Web-based Bookmarking aka Tagging and Social Bookmarking

Put your cans of spray paint away, we are all mature academics here, so "tagging" in this context means labeling websites with your keyboard. Tagging is a much larger issue than web-based bookmarking, so for the purposes of this blog I am going to take web-based bookmarking first and then expand to tagging and social bookmarking in general.

Long, long ago in the early days of the web if you wanted to save the URL of a website you had to type it into a list you stuck up somewhere safe and secure. A major improvement to that filing method was the bookmark option soon built into most browsers. That has drawbacks also though -- first you have to build appropriately named folders to file those links in and then you have to be able to remember which folder you put the links into. Almost worse, the bookmarks were only saved in one browser on one computer. As we begin to collect more and more computers and more and more browser options the bookmark we want is almost always on the "other" computer, the one you don't have under your fingertips at the moment you need the link.
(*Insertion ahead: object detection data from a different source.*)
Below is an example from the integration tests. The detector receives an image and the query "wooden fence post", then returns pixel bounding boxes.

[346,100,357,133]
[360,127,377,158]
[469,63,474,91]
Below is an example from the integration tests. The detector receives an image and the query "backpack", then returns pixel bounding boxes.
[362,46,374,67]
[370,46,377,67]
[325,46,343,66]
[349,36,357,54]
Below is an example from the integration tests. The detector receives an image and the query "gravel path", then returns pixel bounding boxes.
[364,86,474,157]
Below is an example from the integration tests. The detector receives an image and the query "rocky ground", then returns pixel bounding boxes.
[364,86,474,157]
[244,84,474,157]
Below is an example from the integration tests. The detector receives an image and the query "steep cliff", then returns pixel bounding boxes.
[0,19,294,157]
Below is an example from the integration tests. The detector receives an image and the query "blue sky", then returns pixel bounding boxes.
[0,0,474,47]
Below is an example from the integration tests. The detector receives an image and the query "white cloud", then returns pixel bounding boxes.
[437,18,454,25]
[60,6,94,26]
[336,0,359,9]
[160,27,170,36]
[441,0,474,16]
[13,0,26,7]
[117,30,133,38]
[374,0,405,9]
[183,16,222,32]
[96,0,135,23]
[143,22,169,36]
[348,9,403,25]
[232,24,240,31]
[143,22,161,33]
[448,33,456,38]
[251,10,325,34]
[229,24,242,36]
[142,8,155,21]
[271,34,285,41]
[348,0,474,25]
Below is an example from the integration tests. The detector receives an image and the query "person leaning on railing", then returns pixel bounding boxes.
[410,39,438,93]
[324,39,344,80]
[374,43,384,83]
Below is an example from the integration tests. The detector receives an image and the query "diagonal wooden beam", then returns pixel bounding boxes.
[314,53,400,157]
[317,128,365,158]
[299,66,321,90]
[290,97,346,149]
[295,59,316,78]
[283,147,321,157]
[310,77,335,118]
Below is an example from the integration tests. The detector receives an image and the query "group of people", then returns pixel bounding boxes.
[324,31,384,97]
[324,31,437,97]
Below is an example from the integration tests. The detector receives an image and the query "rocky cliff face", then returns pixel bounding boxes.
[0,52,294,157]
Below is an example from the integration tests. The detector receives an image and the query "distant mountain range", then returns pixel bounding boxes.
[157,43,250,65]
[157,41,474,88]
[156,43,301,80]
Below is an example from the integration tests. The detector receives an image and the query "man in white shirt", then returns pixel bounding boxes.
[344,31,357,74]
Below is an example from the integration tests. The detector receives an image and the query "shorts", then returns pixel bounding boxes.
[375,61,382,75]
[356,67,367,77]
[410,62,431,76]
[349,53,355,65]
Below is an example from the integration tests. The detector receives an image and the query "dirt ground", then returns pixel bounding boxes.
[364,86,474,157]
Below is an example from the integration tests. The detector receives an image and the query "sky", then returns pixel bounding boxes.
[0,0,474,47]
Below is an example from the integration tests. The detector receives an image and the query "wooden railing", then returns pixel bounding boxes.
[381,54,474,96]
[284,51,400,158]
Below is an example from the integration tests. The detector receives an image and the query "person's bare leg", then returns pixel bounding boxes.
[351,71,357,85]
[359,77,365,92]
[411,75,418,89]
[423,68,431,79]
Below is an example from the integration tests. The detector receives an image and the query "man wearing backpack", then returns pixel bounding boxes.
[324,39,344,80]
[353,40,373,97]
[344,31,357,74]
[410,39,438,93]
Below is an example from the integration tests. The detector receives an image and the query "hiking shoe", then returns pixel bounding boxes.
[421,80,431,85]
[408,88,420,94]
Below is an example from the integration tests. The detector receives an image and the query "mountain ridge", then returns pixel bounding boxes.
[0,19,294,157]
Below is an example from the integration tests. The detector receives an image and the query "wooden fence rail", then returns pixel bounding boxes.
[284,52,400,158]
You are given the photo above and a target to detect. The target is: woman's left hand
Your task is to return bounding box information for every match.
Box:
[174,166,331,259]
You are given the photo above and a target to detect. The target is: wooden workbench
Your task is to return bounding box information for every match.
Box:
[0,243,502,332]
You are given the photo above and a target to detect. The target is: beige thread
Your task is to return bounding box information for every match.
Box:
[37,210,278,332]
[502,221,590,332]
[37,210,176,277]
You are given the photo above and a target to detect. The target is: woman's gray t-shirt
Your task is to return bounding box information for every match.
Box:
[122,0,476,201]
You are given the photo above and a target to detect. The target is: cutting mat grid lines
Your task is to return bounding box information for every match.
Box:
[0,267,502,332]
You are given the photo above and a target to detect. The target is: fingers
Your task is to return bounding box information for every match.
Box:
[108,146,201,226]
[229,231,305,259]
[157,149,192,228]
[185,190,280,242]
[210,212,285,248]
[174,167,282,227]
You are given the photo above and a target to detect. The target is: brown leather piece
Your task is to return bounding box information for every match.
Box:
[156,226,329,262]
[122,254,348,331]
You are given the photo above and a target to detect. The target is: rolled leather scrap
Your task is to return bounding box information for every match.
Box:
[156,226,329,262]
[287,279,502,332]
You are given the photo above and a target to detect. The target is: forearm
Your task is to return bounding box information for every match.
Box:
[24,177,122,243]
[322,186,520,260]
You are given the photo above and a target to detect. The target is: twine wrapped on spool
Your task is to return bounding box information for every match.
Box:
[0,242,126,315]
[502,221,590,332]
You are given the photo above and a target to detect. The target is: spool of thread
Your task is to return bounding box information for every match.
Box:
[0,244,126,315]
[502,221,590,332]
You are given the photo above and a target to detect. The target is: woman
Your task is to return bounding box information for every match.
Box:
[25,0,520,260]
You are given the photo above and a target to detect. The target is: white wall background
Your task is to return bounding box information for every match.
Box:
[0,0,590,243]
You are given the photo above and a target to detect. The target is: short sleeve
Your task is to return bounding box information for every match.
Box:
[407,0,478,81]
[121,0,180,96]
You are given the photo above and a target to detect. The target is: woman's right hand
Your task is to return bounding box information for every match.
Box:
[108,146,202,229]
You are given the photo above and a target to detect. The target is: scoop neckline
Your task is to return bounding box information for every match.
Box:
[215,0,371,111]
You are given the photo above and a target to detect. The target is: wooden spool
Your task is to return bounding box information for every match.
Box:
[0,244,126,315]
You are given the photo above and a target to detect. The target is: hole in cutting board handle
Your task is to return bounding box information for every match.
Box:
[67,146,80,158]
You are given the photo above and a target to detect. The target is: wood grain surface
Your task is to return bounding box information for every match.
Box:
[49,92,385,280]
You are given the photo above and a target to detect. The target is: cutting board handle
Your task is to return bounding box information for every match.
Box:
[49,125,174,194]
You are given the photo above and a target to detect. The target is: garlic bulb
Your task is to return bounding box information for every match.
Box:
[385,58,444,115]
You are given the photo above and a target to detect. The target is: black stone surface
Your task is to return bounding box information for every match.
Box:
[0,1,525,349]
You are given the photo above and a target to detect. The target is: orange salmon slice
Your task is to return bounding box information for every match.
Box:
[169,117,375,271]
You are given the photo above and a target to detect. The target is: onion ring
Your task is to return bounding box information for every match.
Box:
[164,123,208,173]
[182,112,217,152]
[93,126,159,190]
Social bookmark software services solve both of those problems - they use a semantic tagging process to let you put more than one label on each website, increasing the likelihood you will be able to find it again in a couple of months and they exist online in an account that you can access from every computer everywhere

An example of of a web service that allows you to do this is del.icio.us. To use delicious you sign up for an account, which gives you a place to save URLs of web-sites that interest you. Many browsers will let you download and install a plugin for del.icio.us that allows you to access your account automatically from the browser. In Firefox the plugin looks like this:


The first button opens a tag search feature in your browser (next graphic), the second button opens the tagging window so you can tag the website you are currently accessing (third graphic).
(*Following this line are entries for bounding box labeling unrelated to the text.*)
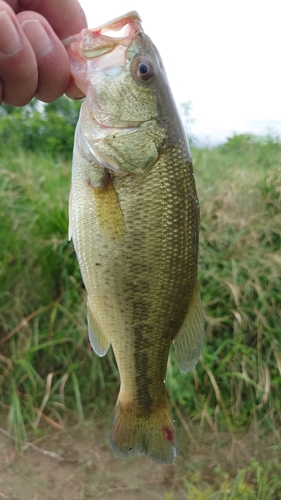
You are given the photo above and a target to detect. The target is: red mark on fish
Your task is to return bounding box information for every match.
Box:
[162,426,175,443]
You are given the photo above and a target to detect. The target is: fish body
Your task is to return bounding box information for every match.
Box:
[65,12,204,463]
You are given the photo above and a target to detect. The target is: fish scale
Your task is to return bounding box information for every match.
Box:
[69,13,204,463]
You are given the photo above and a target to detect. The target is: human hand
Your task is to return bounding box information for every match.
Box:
[0,0,87,106]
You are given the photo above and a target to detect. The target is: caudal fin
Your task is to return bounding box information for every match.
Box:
[110,401,179,464]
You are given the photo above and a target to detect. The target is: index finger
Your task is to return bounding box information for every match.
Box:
[18,0,87,40]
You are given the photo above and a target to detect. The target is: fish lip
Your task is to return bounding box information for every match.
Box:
[62,11,143,60]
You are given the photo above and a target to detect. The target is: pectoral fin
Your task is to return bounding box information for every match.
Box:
[174,285,205,373]
[68,189,72,241]
[87,301,110,357]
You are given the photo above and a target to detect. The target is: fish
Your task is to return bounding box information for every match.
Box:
[66,11,205,464]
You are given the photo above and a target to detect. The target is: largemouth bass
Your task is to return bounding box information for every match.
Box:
[67,12,204,464]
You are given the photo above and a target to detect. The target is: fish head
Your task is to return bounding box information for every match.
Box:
[67,12,169,175]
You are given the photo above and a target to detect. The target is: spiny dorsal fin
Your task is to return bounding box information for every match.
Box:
[87,301,110,357]
[174,285,205,373]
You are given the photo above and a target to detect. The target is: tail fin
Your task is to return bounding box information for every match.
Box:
[110,400,179,464]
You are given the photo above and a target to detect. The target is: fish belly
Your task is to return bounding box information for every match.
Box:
[72,140,199,463]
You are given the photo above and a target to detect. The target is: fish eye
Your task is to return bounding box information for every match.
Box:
[132,56,155,82]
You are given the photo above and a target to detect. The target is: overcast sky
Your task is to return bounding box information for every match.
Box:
[77,0,281,144]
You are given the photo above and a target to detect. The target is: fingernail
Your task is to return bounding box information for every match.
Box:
[0,10,21,56]
[21,19,53,59]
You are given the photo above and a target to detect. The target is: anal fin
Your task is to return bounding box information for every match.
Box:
[174,284,205,373]
[87,300,110,357]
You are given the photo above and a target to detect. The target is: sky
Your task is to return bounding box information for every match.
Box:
[77,0,281,143]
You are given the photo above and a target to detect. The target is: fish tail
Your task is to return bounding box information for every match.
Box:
[110,399,179,464]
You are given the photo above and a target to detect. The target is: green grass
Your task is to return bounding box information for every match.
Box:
[0,136,281,500]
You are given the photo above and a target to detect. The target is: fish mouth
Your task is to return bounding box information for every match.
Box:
[63,11,143,60]
[63,11,143,94]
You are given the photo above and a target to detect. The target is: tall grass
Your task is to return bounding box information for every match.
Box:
[0,136,281,492]
[0,146,117,432]
[166,136,281,438]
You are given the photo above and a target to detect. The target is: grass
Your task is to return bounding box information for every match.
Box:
[0,135,281,500]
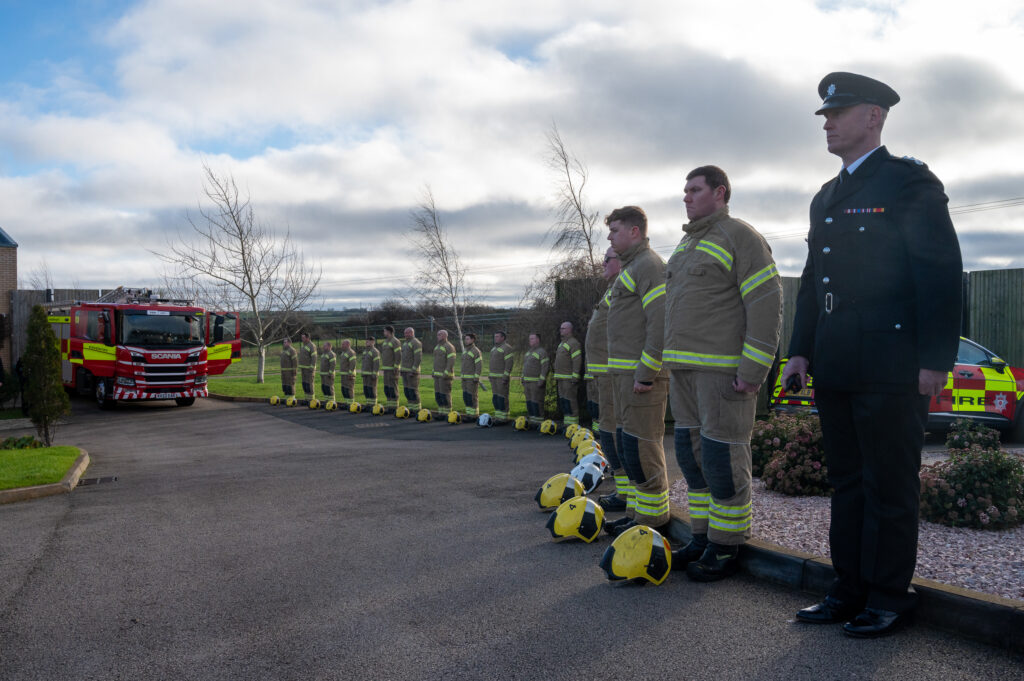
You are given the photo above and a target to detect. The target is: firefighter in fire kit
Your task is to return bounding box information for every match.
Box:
[665,166,782,582]
[522,334,550,428]
[359,336,381,409]
[554,322,583,426]
[487,331,515,420]
[381,325,401,412]
[401,327,423,414]
[319,341,338,401]
[584,247,630,511]
[433,329,456,416]
[604,206,669,535]
[460,334,483,419]
[299,333,316,399]
[338,338,359,405]
[281,338,299,397]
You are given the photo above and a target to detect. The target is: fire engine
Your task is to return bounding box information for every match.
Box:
[772,338,1024,441]
[48,287,242,409]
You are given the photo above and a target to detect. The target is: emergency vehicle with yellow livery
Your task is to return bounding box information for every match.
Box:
[772,338,1024,441]
[48,287,242,409]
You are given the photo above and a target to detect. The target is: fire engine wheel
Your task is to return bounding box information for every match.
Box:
[93,377,117,409]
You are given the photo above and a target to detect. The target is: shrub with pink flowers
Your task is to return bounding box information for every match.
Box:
[921,421,1024,529]
[751,414,831,497]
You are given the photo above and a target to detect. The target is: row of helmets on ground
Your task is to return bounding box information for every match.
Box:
[534,424,672,585]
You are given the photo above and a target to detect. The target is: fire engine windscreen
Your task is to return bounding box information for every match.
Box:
[121,310,204,347]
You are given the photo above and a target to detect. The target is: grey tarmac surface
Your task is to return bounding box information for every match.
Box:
[0,400,1024,681]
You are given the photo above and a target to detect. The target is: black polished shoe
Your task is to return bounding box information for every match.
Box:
[686,544,739,582]
[604,517,637,537]
[597,492,626,513]
[843,607,913,638]
[672,540,708,572]
[797,596,862,625]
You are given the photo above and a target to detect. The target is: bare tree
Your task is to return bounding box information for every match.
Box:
[546,123,604,276]
[154,164,323,383]
[411,186,471,350]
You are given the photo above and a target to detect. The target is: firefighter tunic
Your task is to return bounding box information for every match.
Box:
[460,343,483,416]
[433,341,456,413]
[665,206,782,546]
[607,239,669,527]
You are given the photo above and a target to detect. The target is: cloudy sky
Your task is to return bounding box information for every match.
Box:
[0,0,1024,307]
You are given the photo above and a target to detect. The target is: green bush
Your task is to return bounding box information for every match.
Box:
[946,419,999,453]
[921,443,1024,529]
[751,414,831,497]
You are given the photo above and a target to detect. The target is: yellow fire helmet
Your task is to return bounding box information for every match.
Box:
[577,451,608,473]
[600,525,672,584]
[572,440,604,463]
[547,497,604,544]
[534,473,583,511]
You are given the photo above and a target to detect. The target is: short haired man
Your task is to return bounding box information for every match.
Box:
[554,322,583,426]
[380,325,401,412]
[281,338,299,397]
[359,336,381,407]
[299,332,316,399]
[665,166,782,582]
[782,73,962,638]
[604,206,670,536]
[400,327,423,414]
[338,338,359,405]
[487,331,515,420]
[459,333,483,418]
[521,333,549,427]
[433,329,456,416]
[319,341,337,400]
If you do this enough you eventually develop your own tag cloud - set of tags you commonly use. You also contribute to the both general tag cloud and the tag clouds of your friends, thus the name "Social Bookmarking".

On Del.icio.us my list of recent links looks like this:

It's interesting to note that Del.icio.us notes for you how many other users have tagged the same web-site you just tagged.

On Del.icio.us's home page they link you to commonly used tags (this is a tag-cloud):
Tags that I have used that others are also commonly using are highlighted in red. This may be a not-so-subtle attempt to guide tagging semantics or just an interesting piece of social commentary. Tags that are used more often are typically larger than less frequently used tags. Tag clouds like this can be organized in a variety of ways, from size (frequency) to alphabetical to geographical.